# Moonlight Gills



## SeanStone (Sep 8, 2010)

Went to Acton Lake the other day north of Oxford. I started out bass fishing and caught a few crappies. Night fell and i threw out a pole for carp and kept fishing for bass. An hour or two later and several bait changes i started catching 8" hybrid bluegills left and right on a powerbait tube. This is odd for the spot i was catching them in, i usually only catch 4"-6" green sunfish. The only thing i could draw from this trip is that the bluegill were feeding since the moon was so bright last night. Has anyone else had similar experiences.


----------



## j93bird (Aug 24, 2010)

Forgive my ignorance but what is a hybrid bluegill?


----------



## SeanStone (Sep 8, 2010)

A hybrid is "produced when the male bluegill (Lepomis macrochirus) are crossed with green sunfish (L. Cyanellus)."www.ksuaquaculture.org/Species/Bluegill,Hybrid.htm
You can google images of these fish, they are very similar to a green sunfish, but tend to have distinct vertical bands on their sides. They also tend to have a larger mouth than a normal bluegill.


----------



## j93bird (Aug 24, 2010)

SeanStone said:


> A hybrid is "produced when the male bluegill (Lepomis macrochirus) are crossed with green sunfish (L. Cyanellus)."www.ksuaquaculture.org/Species/Bluegill,Hybrid.htm
> You can google images of these fish, they are very similar to a green sunfish, but tend to have distinct vertical bands on their sides. They also tend to have a larger mouth than a normal bluegill.

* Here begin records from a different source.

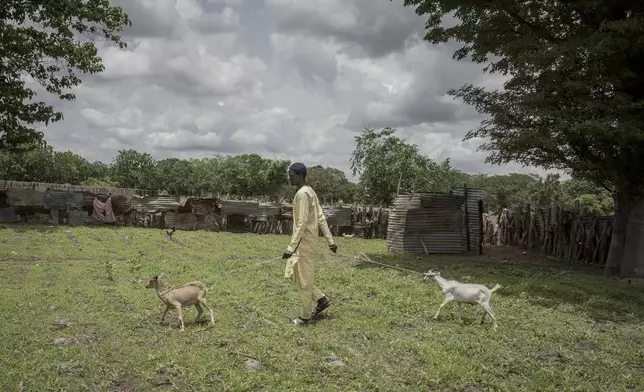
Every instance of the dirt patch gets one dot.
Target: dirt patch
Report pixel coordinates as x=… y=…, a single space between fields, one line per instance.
x=70 y=369
x=83 y=340
x=410 y=327
x=254 y=365
x=336 y=363
x=126 y=385
x=60 y=324
x=546 y=356
x=467 y=388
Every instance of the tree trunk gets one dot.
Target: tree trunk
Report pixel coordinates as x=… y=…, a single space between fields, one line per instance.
x=618 y=240
x=633 y=262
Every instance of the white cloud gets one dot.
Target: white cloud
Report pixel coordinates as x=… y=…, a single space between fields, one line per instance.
x=282 y=78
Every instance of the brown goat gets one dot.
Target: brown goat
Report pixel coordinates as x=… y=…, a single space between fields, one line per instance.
x=191 y=293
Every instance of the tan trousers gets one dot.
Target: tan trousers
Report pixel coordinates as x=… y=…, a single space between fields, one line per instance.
x=300 y=270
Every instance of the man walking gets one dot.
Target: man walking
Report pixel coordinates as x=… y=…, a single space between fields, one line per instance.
x=307 y=220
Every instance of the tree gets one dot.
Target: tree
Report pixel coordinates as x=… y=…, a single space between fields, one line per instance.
x=574 y=100
x=387 y=165
x=330 y=184
x=132 y=169
x=39 y=40
x=176 y=176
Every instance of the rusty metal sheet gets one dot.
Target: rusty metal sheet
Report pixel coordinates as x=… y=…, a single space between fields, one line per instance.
x=25 y=197
x=8 y=215
x=57 y=200
x=155 y=203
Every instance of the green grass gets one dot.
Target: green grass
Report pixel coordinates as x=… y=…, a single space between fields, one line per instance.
x=77 y=317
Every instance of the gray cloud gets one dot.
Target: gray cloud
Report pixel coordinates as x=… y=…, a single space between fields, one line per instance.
x=293 y=80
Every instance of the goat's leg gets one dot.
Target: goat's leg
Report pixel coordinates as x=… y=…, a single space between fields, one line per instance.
x=448 y=298
x=180 y=315
x=199 y=312
x=165 y=312
x=203 y=303
x=487 y=308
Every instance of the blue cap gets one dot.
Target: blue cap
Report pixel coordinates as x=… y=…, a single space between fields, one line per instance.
x=298 y=168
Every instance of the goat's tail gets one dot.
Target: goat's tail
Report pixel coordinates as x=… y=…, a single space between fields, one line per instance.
x=197 y=283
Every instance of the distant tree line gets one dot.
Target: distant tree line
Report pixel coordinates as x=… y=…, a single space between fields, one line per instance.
x=386 y=166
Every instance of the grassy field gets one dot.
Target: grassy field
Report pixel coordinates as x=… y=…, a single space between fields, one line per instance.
x=77 y=316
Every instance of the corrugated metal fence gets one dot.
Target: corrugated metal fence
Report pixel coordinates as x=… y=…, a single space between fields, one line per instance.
x=436 y=223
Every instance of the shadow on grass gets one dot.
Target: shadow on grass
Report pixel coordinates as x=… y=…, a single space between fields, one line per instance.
x=546 y=283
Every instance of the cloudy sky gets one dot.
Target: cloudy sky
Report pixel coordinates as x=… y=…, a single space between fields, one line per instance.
x=282 y=78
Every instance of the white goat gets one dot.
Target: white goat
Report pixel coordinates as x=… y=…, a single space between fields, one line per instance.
x=191 y=293
x=468 y=293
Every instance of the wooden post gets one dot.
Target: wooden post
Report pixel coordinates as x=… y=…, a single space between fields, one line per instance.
x=481 y=233
x=467 y=221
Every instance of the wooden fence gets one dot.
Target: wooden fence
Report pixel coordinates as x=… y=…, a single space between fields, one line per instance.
x=74 y=205
x=552 y=231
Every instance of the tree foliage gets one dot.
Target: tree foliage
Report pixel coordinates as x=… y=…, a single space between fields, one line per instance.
x=250 y=176
x=574 y=99
x=575 y=96
x=387 y=165
x=48 y=42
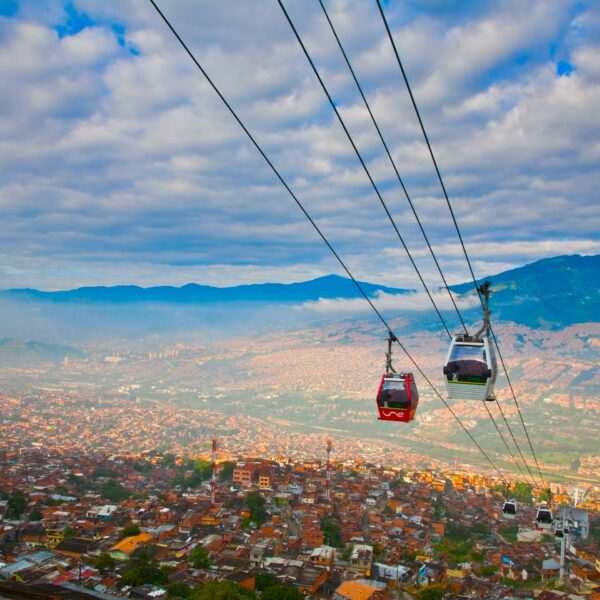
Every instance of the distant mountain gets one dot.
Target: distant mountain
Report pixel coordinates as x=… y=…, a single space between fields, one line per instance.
x=330 y=286
x=550 y=293
x=17 y=352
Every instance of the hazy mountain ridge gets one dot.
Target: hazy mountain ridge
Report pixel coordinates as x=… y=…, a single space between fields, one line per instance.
x=549 y=293
x=552 y=293
x=330 y=286
x=18 y=352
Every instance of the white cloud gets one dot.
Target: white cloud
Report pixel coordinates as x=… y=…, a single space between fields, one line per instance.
x=410 y=302
x=107 y=155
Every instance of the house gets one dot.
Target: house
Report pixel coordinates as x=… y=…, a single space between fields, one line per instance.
x=361 y=558
x=126 y=547
x=358 y=590
x=323 y=555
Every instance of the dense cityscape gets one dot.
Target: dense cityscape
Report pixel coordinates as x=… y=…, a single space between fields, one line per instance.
x=154 y=525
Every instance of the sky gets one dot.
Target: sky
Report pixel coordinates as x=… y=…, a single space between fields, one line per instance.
x=120 y=165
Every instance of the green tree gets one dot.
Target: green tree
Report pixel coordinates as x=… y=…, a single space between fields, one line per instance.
x=199 y=558
x=222 y=590
x=432 y=593
x=113 y=491
x=130 y=530
x=105 y=563
x=227 y=471
x=281 y=592
x=347 y=552
x=256 y=503
x=35 y=514
x=17 y=504
x=168 y=460
x=522 y=492
x=203 y=468
x=331 y=532
x=178 y=590
x=143 y=568
x=264 y=580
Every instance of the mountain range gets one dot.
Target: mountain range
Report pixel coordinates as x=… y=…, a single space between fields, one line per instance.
x=551 y=293
x=16 y=352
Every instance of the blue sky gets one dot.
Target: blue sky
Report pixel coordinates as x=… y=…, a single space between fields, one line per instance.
x=118 y=164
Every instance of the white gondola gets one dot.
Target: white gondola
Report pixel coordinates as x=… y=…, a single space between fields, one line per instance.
x=544 y=517
x=509 y=509
x=470 y=369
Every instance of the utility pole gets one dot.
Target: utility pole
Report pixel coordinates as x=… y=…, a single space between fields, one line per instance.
x=213 y=481
x=328 y=472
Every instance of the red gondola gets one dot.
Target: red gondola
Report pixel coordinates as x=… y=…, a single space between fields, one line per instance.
x=397 y=397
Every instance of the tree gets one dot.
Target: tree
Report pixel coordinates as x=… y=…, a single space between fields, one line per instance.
x=347 y=553
x=130 y=530
x=331 y=532
x=199 y=558
x=281 y=592
x=222 y=590
x=36 y=514
x=256 y=503
x=113 y=491
x=178 y=590
x=263 y=581
x=17 y=504
x=143 y=568
x=105 y=562
x=432 y=593
x=203 y=468
x=168 y=460
x=522 y=492
x=227 y=471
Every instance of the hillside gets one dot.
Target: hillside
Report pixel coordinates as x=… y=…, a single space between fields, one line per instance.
x=17 y=352
x=550 y=293
x=330 y=286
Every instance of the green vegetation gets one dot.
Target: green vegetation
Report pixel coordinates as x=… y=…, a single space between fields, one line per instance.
x=282 y=592
x=347 y=552
x=113 y=491
x=35 y=514
x=16 y=505
x=201 y=471
x=509 y=532
x=105 y=563
x=143 y=568
x=331 y=532
x=178 y=590
x=256 y=503
x=264 y=581
x=104 y=472
x=438 y=508
x=432 y=592
x=199 y=558
x=130 y=530
x=227 y=471
x=222 y=590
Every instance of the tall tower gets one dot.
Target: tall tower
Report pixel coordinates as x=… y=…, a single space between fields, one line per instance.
x=213 y=481
x=328 y=472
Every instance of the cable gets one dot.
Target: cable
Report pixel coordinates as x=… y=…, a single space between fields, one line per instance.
x=439 y=175
x=321 y=234
x=362 y=162
x=502 y=437
x=315 y=70
x=393 y=163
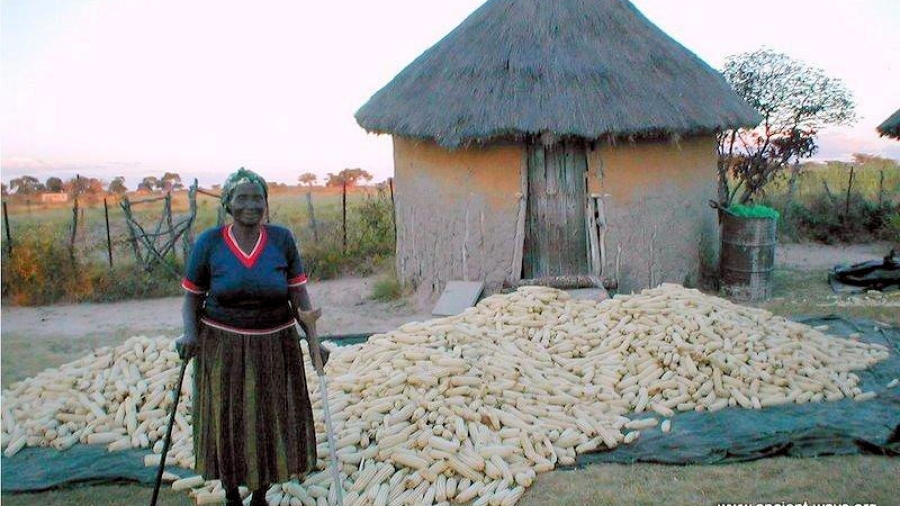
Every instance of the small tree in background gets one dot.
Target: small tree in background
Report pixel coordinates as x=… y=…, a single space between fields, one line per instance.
x=148 y=183
x=54 y=184
x=351 y=176
x=78 y=186
x=117 y=186
x=795 y=100
x=170 y=181
x=26 y=185
x=308 y=178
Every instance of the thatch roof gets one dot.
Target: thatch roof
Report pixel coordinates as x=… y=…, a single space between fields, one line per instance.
x=585 y=68
x=891 y=126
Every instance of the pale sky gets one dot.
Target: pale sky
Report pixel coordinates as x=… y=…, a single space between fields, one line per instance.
x=134 y=88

Very cool, there is so much to learn. Thanks for the information.


----------



## Pole Squeezer (Jun 21, 2008)

Hybrid gills, also occur in the portage lakes here in akron, the redear sunfish, sometimes get crossed up with gills during mating season. Sometimes you'll catch a 10" redear, with bluegill colors, and markings, the fish will be wider than a pure redear. Other times you'll catch a bluegill with redear colors, but a shorter wide body like a gill. Redears, and pumpkinseeds get mixed up too.


----------